Aggregating the data

Because of the nature of the school shooting data (each row is one event), we must aggregate the data into a form that we can analyze. We create a new data set with each row representing the data for one state in a given year, with number of school shootings in that state/year as the main outcome of interest. We then merge all other data sets to get the final form of the data we will use for our remaining analysis.

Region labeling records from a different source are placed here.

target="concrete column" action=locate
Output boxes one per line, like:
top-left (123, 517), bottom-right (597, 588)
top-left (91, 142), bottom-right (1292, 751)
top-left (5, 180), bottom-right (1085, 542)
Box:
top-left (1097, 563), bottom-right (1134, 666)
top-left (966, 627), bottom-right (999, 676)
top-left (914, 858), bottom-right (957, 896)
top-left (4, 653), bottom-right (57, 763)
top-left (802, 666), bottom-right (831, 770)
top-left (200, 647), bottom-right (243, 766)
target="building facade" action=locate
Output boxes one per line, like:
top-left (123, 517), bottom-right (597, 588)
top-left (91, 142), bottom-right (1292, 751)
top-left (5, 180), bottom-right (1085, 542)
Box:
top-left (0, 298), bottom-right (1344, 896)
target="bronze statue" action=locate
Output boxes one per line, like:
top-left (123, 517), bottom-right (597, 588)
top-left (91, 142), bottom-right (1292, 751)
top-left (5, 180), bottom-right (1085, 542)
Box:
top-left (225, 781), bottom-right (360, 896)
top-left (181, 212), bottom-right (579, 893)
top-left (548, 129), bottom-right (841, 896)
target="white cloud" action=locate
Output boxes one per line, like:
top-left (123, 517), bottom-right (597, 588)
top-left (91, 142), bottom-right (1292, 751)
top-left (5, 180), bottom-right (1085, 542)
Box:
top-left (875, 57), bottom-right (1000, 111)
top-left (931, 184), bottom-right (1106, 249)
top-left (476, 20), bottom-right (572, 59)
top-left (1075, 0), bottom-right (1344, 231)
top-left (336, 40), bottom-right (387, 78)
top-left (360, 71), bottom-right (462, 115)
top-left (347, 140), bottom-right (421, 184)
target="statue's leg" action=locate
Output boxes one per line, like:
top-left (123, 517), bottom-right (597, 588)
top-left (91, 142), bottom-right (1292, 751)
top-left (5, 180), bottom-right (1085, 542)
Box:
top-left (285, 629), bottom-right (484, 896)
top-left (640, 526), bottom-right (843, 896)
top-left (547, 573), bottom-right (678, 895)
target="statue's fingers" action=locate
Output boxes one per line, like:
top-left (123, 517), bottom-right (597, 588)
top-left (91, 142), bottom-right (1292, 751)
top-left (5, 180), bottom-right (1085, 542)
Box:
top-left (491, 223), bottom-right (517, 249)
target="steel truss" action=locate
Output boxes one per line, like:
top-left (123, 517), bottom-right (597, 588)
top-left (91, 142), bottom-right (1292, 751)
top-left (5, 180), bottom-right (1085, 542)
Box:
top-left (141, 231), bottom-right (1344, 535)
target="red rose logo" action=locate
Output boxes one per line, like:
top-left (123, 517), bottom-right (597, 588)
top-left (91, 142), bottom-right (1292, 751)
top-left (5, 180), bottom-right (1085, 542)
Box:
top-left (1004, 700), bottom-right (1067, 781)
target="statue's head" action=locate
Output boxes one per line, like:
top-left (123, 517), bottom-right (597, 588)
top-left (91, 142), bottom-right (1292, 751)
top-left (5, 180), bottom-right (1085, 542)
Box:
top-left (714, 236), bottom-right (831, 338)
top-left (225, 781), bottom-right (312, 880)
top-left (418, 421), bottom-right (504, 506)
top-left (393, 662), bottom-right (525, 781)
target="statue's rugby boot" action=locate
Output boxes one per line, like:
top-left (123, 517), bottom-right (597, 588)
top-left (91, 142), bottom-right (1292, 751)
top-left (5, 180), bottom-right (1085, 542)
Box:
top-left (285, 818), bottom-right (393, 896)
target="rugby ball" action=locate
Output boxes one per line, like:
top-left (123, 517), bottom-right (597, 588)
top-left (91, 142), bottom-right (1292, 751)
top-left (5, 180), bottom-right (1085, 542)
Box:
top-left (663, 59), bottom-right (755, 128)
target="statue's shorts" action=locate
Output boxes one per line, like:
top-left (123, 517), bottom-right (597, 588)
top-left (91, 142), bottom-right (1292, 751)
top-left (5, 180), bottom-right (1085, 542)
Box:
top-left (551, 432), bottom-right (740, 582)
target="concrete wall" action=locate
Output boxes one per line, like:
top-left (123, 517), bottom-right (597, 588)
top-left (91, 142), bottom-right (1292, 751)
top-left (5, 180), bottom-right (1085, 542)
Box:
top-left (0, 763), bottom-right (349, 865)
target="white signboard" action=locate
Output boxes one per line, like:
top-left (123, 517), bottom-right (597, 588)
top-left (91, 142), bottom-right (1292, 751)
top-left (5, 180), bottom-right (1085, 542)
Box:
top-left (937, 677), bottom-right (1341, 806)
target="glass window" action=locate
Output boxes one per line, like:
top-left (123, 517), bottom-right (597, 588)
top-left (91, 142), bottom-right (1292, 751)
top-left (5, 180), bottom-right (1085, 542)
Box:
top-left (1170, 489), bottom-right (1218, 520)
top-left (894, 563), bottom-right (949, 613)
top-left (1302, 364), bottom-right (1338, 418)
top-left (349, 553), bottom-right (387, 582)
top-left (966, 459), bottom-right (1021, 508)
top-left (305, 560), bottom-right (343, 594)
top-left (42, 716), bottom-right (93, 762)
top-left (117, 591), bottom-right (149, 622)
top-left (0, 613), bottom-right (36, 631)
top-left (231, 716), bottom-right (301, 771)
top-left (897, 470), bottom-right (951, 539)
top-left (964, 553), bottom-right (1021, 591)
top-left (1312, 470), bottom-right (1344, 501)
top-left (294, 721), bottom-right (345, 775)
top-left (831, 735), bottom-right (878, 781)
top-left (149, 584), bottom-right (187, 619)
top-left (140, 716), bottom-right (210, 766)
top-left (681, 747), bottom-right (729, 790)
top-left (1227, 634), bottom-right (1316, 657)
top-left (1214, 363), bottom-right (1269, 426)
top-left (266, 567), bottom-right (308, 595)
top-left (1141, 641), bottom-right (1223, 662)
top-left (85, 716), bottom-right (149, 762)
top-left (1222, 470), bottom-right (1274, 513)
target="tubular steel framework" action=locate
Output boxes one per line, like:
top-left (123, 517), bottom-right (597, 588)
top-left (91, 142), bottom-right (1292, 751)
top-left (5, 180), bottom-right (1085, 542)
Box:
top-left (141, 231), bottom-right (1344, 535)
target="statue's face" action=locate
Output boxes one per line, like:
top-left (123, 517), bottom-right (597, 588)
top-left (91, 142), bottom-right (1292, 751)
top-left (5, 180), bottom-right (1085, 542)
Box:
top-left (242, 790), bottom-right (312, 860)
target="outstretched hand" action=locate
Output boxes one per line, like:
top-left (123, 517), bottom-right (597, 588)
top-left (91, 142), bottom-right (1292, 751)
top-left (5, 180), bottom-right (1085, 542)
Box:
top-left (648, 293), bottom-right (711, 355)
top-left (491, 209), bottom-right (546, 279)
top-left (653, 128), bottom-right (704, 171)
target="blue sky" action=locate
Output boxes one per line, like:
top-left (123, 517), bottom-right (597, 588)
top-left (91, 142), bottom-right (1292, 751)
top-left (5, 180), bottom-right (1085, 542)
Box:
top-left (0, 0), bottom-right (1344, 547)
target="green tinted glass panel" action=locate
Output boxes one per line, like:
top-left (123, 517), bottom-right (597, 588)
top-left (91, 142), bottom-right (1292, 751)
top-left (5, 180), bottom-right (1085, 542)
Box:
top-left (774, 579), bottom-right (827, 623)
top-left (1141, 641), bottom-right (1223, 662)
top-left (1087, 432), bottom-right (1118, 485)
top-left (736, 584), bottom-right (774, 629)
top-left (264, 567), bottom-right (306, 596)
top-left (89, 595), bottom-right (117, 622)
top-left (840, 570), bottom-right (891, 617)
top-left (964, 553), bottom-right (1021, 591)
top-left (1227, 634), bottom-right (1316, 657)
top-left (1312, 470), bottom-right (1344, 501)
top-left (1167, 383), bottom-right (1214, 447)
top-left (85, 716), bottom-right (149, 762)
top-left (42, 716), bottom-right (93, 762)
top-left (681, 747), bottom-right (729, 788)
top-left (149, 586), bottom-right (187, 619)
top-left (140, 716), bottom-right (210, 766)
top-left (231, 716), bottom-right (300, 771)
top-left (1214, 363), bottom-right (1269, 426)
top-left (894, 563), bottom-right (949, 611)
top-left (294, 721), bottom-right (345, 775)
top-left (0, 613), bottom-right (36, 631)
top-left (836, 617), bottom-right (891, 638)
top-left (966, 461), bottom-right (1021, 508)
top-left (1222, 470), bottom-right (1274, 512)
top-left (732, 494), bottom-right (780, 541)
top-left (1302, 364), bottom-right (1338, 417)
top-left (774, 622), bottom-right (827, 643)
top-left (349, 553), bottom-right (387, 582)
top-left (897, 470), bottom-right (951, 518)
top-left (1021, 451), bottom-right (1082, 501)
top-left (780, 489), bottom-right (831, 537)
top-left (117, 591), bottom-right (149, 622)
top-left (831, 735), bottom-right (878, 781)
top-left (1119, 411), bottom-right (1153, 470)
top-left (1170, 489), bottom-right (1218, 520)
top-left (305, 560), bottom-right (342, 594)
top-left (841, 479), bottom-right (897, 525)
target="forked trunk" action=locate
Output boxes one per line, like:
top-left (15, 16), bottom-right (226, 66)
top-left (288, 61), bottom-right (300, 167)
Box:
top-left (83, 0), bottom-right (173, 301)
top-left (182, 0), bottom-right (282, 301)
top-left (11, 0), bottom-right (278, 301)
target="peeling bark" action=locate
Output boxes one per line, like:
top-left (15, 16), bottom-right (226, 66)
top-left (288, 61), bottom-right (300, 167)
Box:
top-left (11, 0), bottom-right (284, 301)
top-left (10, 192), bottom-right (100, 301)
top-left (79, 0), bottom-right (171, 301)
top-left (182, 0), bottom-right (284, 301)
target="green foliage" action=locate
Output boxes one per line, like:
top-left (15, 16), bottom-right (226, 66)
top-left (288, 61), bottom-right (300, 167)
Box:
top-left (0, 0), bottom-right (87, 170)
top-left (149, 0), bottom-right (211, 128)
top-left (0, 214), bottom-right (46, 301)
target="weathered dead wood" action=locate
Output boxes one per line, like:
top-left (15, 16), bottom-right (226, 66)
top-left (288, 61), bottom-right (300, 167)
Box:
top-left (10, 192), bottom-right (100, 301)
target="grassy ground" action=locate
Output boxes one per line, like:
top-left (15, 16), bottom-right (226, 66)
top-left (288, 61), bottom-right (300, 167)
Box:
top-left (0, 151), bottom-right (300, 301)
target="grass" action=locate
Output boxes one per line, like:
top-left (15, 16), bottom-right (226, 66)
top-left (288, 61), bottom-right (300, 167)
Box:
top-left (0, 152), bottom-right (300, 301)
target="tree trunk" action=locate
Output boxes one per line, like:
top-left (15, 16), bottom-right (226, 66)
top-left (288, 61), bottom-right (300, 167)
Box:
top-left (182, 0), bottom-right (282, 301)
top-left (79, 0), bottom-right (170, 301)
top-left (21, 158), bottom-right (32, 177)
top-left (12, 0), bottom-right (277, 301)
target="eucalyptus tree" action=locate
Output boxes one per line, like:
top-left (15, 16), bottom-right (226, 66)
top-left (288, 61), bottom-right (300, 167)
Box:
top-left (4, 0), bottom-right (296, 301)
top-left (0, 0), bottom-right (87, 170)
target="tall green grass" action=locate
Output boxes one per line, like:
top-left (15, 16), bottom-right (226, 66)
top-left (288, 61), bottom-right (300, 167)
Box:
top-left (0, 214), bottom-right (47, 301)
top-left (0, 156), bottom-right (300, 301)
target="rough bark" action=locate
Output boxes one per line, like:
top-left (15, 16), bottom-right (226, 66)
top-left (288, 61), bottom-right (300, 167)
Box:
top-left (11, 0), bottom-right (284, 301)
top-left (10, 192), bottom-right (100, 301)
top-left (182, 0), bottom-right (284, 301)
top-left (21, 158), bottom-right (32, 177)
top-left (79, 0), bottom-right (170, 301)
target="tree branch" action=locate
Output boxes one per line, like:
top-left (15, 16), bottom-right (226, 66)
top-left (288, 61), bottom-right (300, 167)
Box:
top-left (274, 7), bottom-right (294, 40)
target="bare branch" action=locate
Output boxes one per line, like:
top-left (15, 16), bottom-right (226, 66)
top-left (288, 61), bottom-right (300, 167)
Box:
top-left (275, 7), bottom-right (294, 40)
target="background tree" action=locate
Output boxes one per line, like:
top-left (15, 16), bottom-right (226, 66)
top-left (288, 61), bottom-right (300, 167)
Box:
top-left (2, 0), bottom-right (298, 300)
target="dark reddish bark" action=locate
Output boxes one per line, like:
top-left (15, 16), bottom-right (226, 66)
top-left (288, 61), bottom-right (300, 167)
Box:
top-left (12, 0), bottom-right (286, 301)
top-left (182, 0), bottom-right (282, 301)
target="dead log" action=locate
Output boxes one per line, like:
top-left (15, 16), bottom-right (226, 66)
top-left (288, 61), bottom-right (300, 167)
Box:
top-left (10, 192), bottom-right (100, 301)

# data set aggrgated by state and year
ss_counts = ss%>%
  group_by(state,year) %>%
  summarize(incident_count = n(), 
            total_victims = sum(total_injured_killed_victims), #include possible secondary outcomes
            total_fatalities = sum(killed_includes_shooter),
            total_wounded = sum(wounded),
            avg_victims = mean(total_injured_killed_victims),
            avg_fatalities = mean(killed_includes_shooter),
            ave_wounded = mean(wounded),
            avg_shooter_age = mean(shooter_age),
            max_shooter_age = max(shooter_age),
            min_shooter_age = min(shooter_age),
            avg_reliability = mean(reliability_score_1_5),
            target = mean(ifelse(targeted_specific_victim_s=="Y",1,
                                 ifelse(targeted_specific_victim_s=="N",0,NA)),na.rm = T),
            random_vict = mean(ifelse(random_victims=="Y",1,
                                      ifelse(random_victims=="N",0,NA)),na.rm = T),
            bullied = mean(ifelse(bullied_y_n_n_a=="Y",1,
                                  ifelse(bullied_y_n_n_a=="N",0,NA)),na.rm = T),
            domestic_violence = mean(ifelse(domestic_violence_y_n=="Y",1,
                                            ifelse(domestic_violence_y_n=="N",0,NA)),na.rm = T))%>%
  mutate(in_ss = TRUE)%>%
  full_join(st_yr, by = c("state","year"))%>%
  left_join(pops%>%rename(full_state_name = state), by = c("state"="state.abb", "year"))%>%
  mutate(incident_count = ifelse(is.na(incident_count),0,incident_count))%>%
  mutate(in_ss = ifelse(is.na(in_ss),FALSE,in_ss))

# merge in grade data
ss_counts = ss_counts%>%
  left_join(grades%>%select(state,grade,year),by = c("full_state_name"="state","year"))%>%
  left_join(gpa_convert, by = c("grade"="letter_grade"))

# merge in media data
ss_counts = ss_counts%>%
  left_join(media%>%select(prev_year_art, year,yearly_articles)%>%distinct(), by = "year")

# merge in poverty data
pov = left_join(pov,states, by = c("state"="state.name"))%>%
  select(-state)%>%
  rename(state = state.abb)
ss_counts = left_join(ss_counts, pov, by = c("state","year"))

# merge bullying data
ss_counts = left_join(ss_counts, bully%>%select(-year), by = "state")%>%
  rename(bullying_score = total_score)%>%
  mutate(bullying_score = as.numeric(bullying_score))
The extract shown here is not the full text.